Alumni News

Alumni News
Wednesday, February 01, 2012

January 2012

Katherine Boo's exquisite new book Behind the Beautiful Forevers: Life, Death, and Hope in a Mumbai Undercity is forthcoming from Random House on February 15; her US book tour is bound for a venue near you; Stanley Corngold's project from fall 2010 came to fruitition in 2011 in three publications: The Sufferings of Young Werther (a new translation), Franz Kafka: The Ghosts in the Machine (co-written with Benno Wagner), Kafka for the 21st Century (co-edited with Ruth V. Gross); Nathan Englander's What We Talk About When We Talk About Anne Frank is forthcoming February 7; Elizabeth Povinelli's co-produced short film "Karrabing! Low Tide Turning" entered the Berlinale 2012 Shorts Competition; Alex Ross received the 2012 Belmont Prize, awarded by the Forbeg-Schneider Stiftung.

Monday, January 02, 2012

December 2011

Publications: Derek Chollet's and Samantha Power's The Unquiet American (Public Affairs, 2011) about Richard C. Holbrooke; Nathan Englander's What We Talk About When We Talk About Anne Frank (Knopf, 2012); George Packer on US inequality and social decline and Nicholas Eberstadt on Russia's population crisis, both in Foreign Affairs; and Adam S. Posen on the global economy in the New York Times. Francisco Goldman received the Prix Femina Étranger for his New Yorker piece "The Wave"; Alex Ross will receive the 2012 Belmont Prize in contemporary music on Jan. 26 in Munich; Anne Applebaum is the new political studies director at the Legatum Institute in London; Amy Sillman's works are on show at Galerie Capitain Petzel in Berlin until Dec. 23; Reynold Reynolds's exhibition “The Lost: Film performances” is on display at Galerie Zink in Berlin until Jan. 14; Dave McKenzie's exhibition “Citizen” is at Wien Lukatsch Gallery in Berlin until Jan. 27;  and W.J.T. Mitchell delivers the lecture "The Historical Uncanny: Phantoms, Doubles, and Repetition in the War on Terror" at C|O Berlin, Oranienburger Str 35, on Dec. 2, 7:00 pm.
Thursday, December 01, 2011

November 2011

Publications: Kenneth Gross's Puppets (University Of Chicago Press); Ha Jin's Nanjing Requiem (Pantheon Books); Julie Mehretu's first artist book Poetry of Sappho (Arion Press, Nov. 2011); Jeffrey Eugenides's The Marriage Plot (Die Liebeshandlung, Ullstein Verlage) published in German; Amy Waldman discussing The Submission (Farrar, Straus and Giroux, 2011) on PBS Newshour. Norman Manea receives the Nelly Sachs Preis, awarded by the city of Dortmund; Alex Katz's exhibition "Cool Prints" is on view at the Jüdisches Museum Frankfurt through January 8; Jenny Holzer will be featured in the "Moving Types - Lettern in Bewegung“ exhibition at the Gutenberg-Museum in Mainz, October 21 through April 22; Laura Owens on show at the Kunstmuseum Bonn until January 8; and composer Sean Shepherd discussing his work on KNPB/PBS.
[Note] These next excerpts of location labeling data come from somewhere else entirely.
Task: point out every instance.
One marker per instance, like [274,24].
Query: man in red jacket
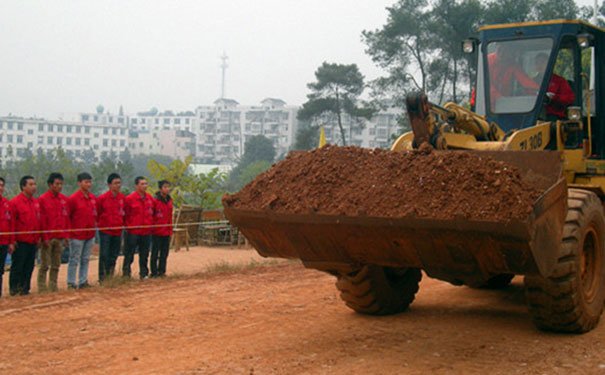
[559,94]
[55,223]
[110,208]
[139,219]
[83,221]
[6,226]
[26,225]
[505,72]
[162,221]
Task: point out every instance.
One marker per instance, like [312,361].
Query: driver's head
[541,61]
[505,52]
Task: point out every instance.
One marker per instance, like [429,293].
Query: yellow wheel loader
[538,105]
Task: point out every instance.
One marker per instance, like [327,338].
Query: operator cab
[519,65]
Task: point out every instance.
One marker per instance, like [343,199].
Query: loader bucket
[459,251]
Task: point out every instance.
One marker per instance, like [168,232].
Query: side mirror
[468,45]
[585,40]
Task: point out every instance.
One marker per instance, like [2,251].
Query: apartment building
[18,135]
[223,128]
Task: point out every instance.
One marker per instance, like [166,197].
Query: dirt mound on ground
[354,181]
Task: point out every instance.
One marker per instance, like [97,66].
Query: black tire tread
[555,302]
[367,291]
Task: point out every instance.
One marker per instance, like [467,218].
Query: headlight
[574,113]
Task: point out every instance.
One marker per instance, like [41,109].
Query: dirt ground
[279,318]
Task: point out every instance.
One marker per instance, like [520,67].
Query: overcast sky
[66,56]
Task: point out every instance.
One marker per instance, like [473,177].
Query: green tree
[403,44]
[555,9]
[206,190]
[307,136]
[203,190]
[335,94]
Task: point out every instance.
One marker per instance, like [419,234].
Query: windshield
[516,70]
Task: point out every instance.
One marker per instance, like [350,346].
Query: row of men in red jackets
[54,221]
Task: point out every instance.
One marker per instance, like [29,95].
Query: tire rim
[590,264]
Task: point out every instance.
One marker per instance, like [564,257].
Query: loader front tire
[571,298]
[376,290]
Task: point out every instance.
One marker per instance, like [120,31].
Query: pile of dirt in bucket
[354,181]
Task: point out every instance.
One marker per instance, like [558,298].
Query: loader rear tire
[376,290]
[571,298]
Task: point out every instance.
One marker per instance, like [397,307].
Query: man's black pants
[109,249]
[159,254]
[22,267]
[136,242]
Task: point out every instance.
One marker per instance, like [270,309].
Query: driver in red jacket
[559,94]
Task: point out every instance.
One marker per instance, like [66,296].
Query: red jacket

Tuesday, November 01, 2011

September / October 2011

Amy Waldman's The Submission (Farrar, Straus and Giroux, 2011) reviewed in the New York Times; historian Hope M. Harrison's Ulbrichts Mauer - Wie die SED Moskaus Widerstand gegen den Mauerbau brach (Propyläen Verlag, 2011) reviewed in Süddeutsche Zeitung; James Wood's Die Kunst des Erzählens (Rowohlt, 2011) reviewed in Frankfurter Allgemeine Zeitung; W.J.T. Mitchell's Cloning Terror: The War of Images, 9/11 to the Present published by University of Chicago Press, 2011; a Romanian publisher releases a bi-lingual volume (Romanian-English) In Honorem Norman Manea - The Obsession of Uncertainity (Polirom, 2011); Parag Khanna, on "Why China Wants a G-3 World" in the New York Times; Kirk Johnson's "We Can't Abandon Iraqis Who Aided the US" in the Washington Post; and George Packer reflects on the decade after 9/11 in the New Yorker. Xu Bin's "Where Does the Dust Itself Collect?" exhibition at the Spinning Wheel, New York (Sept. 8 through Oct. 9); "Cool Prints" by Alex Katz is on show until Jan. 8, 2012, in the Jüdisches Museum Frankfurt; Laura Owens opens her exhibition at Kunstmuseum Bonn on Sept. 22; and Mitch Epstein has been shortlisted again for the Prix Pictet prize.

Monday, August 01, 2011

July 2011

Publications: Historian Hope Harrison’s Ulbrichts Mauer: Wie die SED Moskaus Widerstand gegen den Mauerbau brach (Propyläen Verlag, 2011); Jonathan Safran Foer’s Extremely Loud and Incredibly Close was adapted into a play and performed on June 18 in Frankfurt am Main; and historian and Academy Trustee Caroline Walker Bynum was awarded the Medieval Association of American's Haskins Medal for 2011 for her book Wonderful Blood: Theology and Practice in Late Medieval Northern Germany and Beyond (University of Pennsylvania Press, 2007); the New Yorker featured conributions by Jeffrey Eugenides, entitled "Summer Fiction," and by Donald Antrim, entitled "He Knew." Sculptor Aaron Curry, photographer Mitch Epstein, and painter Sarah Morris are participating artists of "Internal / External Affairs," a temporary art project at the residence of US Ambassador Philip D. Murphy in Berlin, in cooperation with the American Academy and DAAD; Reynold Reynolds curated “Alive She Cried,” a film and video exhibition at the Galerie Zink in Berlin (ends July 2); Alex Katz's solo exhibition "Face the Music" on show at Galerie Thaddaeus Ropac in Salzburg (ends July 16).

Friday, July 01, 2011

June 2011

Author Gary Shteyngart received the Bollinger Everyman Wodehouse prize for comic fiction for his novel Super Sad True Love Story; filmmaker Terrence Malick was awarded the Golden Palm at the Cannes Film Festival for his film The Tree of Life; Maya Lin received the Rachel Carson Award from the National Audubon Society for her work as an artist, architect, and environmentalist; Artist Patty Chang exhibits at the Galerie Rüdiger Schöttle in Munich from May 20 to June 25; artist Chuck Close's self-portraits are on display April 29 through June 4 at a solo exhibition at the Galerie Haas & Fuchs in Berlin; photographer Mitch Epstein's Berlin (Steidl & Partners) is published this June.